Authors: Claire McMillan
Tags: #Literature & Fiction, #Contemporary, #Literary, #United States, #Women's Fiction, #Contemporary Women, #Contemporary Fiction, #American
Gryce was distractedly listening to Viola describe the need for urban gardens for the inner-city youth of Cleveland as Ellie watched. Even from across the table I could read Gryce’s face. He frowned into his soup, likely worried that he was unwittingly eating some errant butter or chicken stock. He ever-so-slightly leaned away from Viola on his left, worrying no doubt that she would hit him up for a check any minute now. His wineglass was conspicuously empty.
I had a flash of Ellie’s future stretching out before me. I’m sure she did too—the dinners of healthy, flavorless food, the passion for things and plants but not people. What of passion, I thought, or intoxication for that matter—intoxication with life, love, sex, with her?
Gryce turned away from his close conversation with Viola toward the table in general and announced to all in a loud voice, “It’s like I was telling Ells today about foraging …”
I thought I saw Selden flinch at Gryce’s use of a nickname.
“People have to pull themselves up by their bootstraps,” Gryce said. “Be self-sufficient. You can’t help someone who doesn’t want to help themselves. Addicts and things—they’re hopeless.”

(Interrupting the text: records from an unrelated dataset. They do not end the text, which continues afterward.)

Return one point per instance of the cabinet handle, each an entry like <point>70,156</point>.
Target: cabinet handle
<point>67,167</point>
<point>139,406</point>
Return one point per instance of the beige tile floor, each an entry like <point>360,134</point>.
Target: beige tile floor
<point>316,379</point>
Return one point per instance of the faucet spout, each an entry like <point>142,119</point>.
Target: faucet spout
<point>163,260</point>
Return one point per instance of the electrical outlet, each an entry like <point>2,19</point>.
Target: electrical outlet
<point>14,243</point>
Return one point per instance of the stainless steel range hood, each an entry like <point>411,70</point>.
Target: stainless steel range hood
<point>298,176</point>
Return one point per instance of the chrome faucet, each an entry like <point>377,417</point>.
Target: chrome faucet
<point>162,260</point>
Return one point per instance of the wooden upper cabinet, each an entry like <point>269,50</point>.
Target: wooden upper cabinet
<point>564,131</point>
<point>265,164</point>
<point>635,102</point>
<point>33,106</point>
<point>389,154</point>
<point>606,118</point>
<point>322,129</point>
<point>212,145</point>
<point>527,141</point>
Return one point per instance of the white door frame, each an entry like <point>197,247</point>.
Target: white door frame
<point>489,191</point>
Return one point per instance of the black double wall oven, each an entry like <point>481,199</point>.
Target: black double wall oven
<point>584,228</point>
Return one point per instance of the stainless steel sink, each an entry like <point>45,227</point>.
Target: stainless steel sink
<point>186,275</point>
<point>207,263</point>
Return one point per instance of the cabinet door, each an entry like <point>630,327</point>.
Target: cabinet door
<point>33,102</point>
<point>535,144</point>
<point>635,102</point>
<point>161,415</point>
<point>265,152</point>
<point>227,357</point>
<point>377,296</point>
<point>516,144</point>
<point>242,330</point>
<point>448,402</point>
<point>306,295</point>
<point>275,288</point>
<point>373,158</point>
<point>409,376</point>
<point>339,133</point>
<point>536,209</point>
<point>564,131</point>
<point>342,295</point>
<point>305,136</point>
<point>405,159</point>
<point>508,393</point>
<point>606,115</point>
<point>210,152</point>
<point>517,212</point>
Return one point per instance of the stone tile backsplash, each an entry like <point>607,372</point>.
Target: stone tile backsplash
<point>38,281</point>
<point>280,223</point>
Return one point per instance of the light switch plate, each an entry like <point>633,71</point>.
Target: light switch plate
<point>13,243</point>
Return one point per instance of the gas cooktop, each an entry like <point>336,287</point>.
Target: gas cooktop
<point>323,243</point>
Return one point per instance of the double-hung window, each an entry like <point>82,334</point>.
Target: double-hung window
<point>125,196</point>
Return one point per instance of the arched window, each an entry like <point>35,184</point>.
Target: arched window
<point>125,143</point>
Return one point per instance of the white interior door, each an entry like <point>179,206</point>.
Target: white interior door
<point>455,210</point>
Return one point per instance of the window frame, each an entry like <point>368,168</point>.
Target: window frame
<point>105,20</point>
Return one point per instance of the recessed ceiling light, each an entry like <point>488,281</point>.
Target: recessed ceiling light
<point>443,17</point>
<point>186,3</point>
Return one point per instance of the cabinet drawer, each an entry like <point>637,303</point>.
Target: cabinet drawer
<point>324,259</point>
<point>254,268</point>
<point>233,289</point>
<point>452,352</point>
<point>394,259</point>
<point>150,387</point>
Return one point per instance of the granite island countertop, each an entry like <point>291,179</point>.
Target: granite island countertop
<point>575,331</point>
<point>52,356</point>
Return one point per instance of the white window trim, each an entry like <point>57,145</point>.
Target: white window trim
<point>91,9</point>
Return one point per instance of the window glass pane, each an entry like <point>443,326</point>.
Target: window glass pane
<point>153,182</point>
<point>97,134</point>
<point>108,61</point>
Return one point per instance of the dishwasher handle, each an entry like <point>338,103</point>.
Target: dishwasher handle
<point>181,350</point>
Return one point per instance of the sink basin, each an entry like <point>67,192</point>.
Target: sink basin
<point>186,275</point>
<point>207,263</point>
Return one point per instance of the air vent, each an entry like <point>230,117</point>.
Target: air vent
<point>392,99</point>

The cook was at Ellie’s arm then with a bottle of champagne.
“Just water,” she said a little too loudly.
“But the gardens are for children,” Viola countered quietly. “In poverty. The plants inspire them so much. The teenagers work for minimum wage. They’re dying to, actually. We have five times the number of applicants to spaces for the jobs.”
“See, they’re helping themselves,” Gryce said. He seemed very young to me then, a boy dressed in his mountain-man suit playing Indian with his precious collection of artifacts.
Viola fiddled with her knife on the table. “But they wouldn’t have the opportunity if our program didn’t exist. They wouldn’t be exposed to nature like this.”
“A lot of nonsense. No offense, Viola, but you have the cream of the crop there. They’d find something else to do that was worthwhile even if it wasn’t your urban gardens. You shouldn’t underestimate them.”
“Perhaps,” Viola said, defeated. I thought then that Gryce should give her gardens some money. He loved plants. What better cause than helping poor children love them too? I made a mental note to send Viola a small check when we got home.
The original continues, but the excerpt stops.